After a pre-match parade of former Liverpool heroes to mark the 40th anniversary of Bill Shankly's arrival at Anfield, the present generation, despite their recent fine run of results, were always going to find it difficult to catch and match the mood. The gods decided to smile on them, granting victory by a flattering margin after one of the less impressive performances in a sequence of seven wins in eight games.

Shankly was seven years into his reign and had won two of his three championships before Coventry City arrived among the big boys. For two decades they could not win at Anfield to save their First Division lives; three victories in the past 10 years had relieved some of the historical burden but yesterday there was again no reward for some solid defending and much second-half pressure.

The parade of some of Shankly's greatest signings included Kevin Keegan, and two of his first purchases, the Scots Ron Yeats (of whom he famously said: "Come and take a walk around him") and Ian St John. The current manager, Gérard Houllier, although a great admirer, must have wondered how his own signings would shape up in comparison. Not surprisingly, the verdict was mixed, as it has been since he joined the club.

St John, having returned to the press box, would have admired an early free-kick by the little midfielder David Thompson that Magnus Hedman pushed away for a corner.
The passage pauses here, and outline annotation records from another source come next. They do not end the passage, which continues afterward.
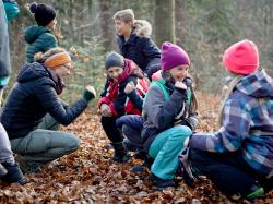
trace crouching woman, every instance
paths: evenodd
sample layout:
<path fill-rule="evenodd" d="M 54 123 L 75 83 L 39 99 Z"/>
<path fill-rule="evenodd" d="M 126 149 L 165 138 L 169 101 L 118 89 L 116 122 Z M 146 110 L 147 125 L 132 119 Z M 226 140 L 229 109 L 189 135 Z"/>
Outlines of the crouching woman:
<path fill-rule="evenodd" d="M 40 166 L 78 149 L 79 139 L 58 131 L 59 124 L 70 124 L 95 97 L 87 86 L 82 98 L 72 106 L 60 98 L 63 77 L 72 70 L 64 49 L 52 48 L 36 56 L 36 62 L 21 69 L 1 115 L 12 151 L 23 172 L 36 172 Z"/>

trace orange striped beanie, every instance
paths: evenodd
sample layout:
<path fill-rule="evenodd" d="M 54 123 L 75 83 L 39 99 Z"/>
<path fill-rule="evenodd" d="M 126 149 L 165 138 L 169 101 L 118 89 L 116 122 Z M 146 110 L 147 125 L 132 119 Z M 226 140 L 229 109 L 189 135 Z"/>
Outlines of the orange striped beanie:
<path fill-rule="evenodd" d="M 71 58 L 68 52 L 59 52 L 54 56 L 50 56 L 46 59 L 45 65 L 50 69 L 55 69 L 58 65 L 71 62 Z"/>

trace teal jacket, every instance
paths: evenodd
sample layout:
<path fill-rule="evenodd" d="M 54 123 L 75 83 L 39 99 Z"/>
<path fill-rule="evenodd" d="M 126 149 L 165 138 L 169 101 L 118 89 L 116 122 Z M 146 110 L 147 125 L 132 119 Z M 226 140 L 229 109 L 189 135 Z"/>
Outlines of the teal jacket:
<path fill-rule="evenodd" d="M 57 38 L 50 29 L 44 26 L 33 25 L 25 28 L 24 38 L 26 46 L 26 60 L 34 62 L 34 56 L 37 52 L 46 52 L 50 48 L 58 46 Z"/>
<path fill-rule="evenodd" d="M 2 0 L 0 0 L 0 87 L 3 87 L 8 83 L 8 79 L 11 74 L 11 63 L 8 20 Z"/>

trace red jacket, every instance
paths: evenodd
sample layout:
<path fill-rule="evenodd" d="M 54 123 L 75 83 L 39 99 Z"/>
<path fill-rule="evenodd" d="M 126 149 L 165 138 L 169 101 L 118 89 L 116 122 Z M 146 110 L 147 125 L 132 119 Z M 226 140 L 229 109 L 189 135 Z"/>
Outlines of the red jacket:
<path fill-rule="evenodd" d="M 140 106 L 135 103 L 136 100 L 124 93 L 126 85 L 131 81 L 136 87 L 136 95 L 133 97 L 139 97 L 136 100 L 142 101 L 147 92 L 143 72 L 133 61 L 124 59 L 124 70 L 119 75 L 118 81 L 107 80 L 105 89 L 100 95 L 102 98 L 98 101 L 99 107 L 102 104 L 109 105 L 114 117 L 120 117 L 126 113 L 141 115 L 142 104 Z"/>

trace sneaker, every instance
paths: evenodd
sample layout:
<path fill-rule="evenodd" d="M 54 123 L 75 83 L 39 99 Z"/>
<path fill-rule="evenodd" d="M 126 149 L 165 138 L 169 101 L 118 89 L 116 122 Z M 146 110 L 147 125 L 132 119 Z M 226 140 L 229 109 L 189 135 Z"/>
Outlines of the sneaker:
<path fill-rule="evenodd" d="M 176 187 L 176 182 L 174 179 L 162 179 L 155 176 L 154 173 L 151 173 L 150 179 L 153 182 L 153 184 L 157 187 L 158 190 L 163 190 L 168 187 L 174 187 L 174 188 Z"/>
<path fill-rule="evenodd" d="M 8 183 L 17 182 L 19 184 L 22 184 L 22 185 L 27 182 L 16 163 L 14 164 L 3 163 L 2 165 L 8 170 L 8 173 L 1 177 L 1 179 L 4 182 L 8 182 Z"/>
<path fill-rule="evenodd" d="M 8 173 L 8 170 L 3 167 L 3 165 L 0 163 L 0 177 Z"/>

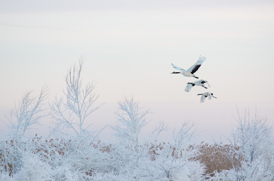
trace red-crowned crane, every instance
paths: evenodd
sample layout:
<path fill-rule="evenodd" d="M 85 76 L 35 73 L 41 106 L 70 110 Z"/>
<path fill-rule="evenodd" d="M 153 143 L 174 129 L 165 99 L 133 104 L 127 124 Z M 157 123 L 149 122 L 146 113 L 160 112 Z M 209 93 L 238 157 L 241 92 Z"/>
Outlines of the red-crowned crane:
<path fill-rule="evenodd" d="M 171 73 L 181 73 L 186 76 L 191 77 L 193 76 L 196 78 L 199 78 L 198 77 L 196 76 L 193 73 L 196 72 L 196 71 L 199 69 L 201 66 L 201 65 L 203 62 L 206 60 L 206 58 L 204 57 L 201 57 L 201 55 L 199 57 L 198 61 L 192 66 L 190 67 L 189 69 L 186 70 L 184 70 L 183 69 L 180 68 L 179 67 L 174 65 L 173 63 L 171 64 L 173 68 L 177 69 L 177 70 L 180 70 L 179 72 L 172 72 Z"/>
<path fill-rule="evenodd" d="M 204 102 L 204 100 L 205 100 L 205 98 L 208 98 L 209 100 L 211 100 L 212 97 L 217 99 L 217 98 L 213 96 L 213 94 L 210 92 L 206 92 L 206 93 L 204 93 L 203 94 L 199 94 L 197 95 L 197 96 L 198 95 L 202 95 L 201 97 L 201 99 L 200 100 L 200 103 L 203 103 Z"/>
<path fill-rule="evenodd" d="M 207 81 L 200 79 L 199 80 L 194 81 L 193 82 L 187 83 L 187 85 L 186 87 L 186 88 L 185 88 L 185 90 L 186 92 L 190 92 L 190 89 L 191 89 L 191 88 L 192 88 L 194 85 L 201 86 L 203 87 L 207 88 L 207 87 L 205 86 L 205 83 L 206 83 L 206 84 L 207 84 L 208 87 L 210 86 L 210 85 L 209 85 L 209 84 L 207 82 Z"/>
But Yeats, chief scout nowadays, must have grimaced as Dominic Matteo and Sami Hyypia allowed Noel Whelan in between them to meet Gary McAllister's cross six yards from goal, only to head feebly wide.

Much of the play was scrappy, and some of it more Tommy Smith than Keegan: Gary Breen received a yellow card that might have been red after Michael Owen went down holding his face and the referee had consulted both his assistants at some length.

Coventry had lost a whole raft of defenders to injury, including the former Liverpool left-back David Burrows, but declined in the end to ask Mo Konjic to play despite a fractured cheekbone. Paul Williams was passed fit to take his place alongside Breen and the pair were not troubled again until shortly before half-time, then finally bested.

Coventry survived in the 41st minute as Titi Camara met Steven Gerrard's cross with a firm header that Hedman did exceptionally well to keep out; Camara reached the rebound and slashed it across goal, just beyond the onrushing Owen. In the fourth minute of what was supposed to be two minutes of added time, Matteo supplied Owen, who had his revenge on Breen, twisting away from the Irishman before beating Hedman, who deserved better.

Remarkably, it was a first goal at Anfield this season for the England striker, who celebrated his 20th birthday earlier in the week, but it did not act as the spur the home side had hoped for. Despite the introduction of the more attacking Vladimir Smicer for Thompson, who pulled up lame, Liverpool spent a long spell after the interval doing little more than play on the break.

Carlton Palmer, still going strong after all these years, loped forward for a shot that was pushed round a post, then got in the way of a long cross by Paul Telfer that would have been better left for Whelan just behind him. In the 63rd minute Moustapha Hadji crossed for Whelan, who brought the ball down well in eluding his marker, but was thwarted by Sander Westerveld's smart block.

There could have been few complaints about an equaliser. Instead Camara picked up Matteo's throw-in and smacked a shot into the top corner of Hedman's net.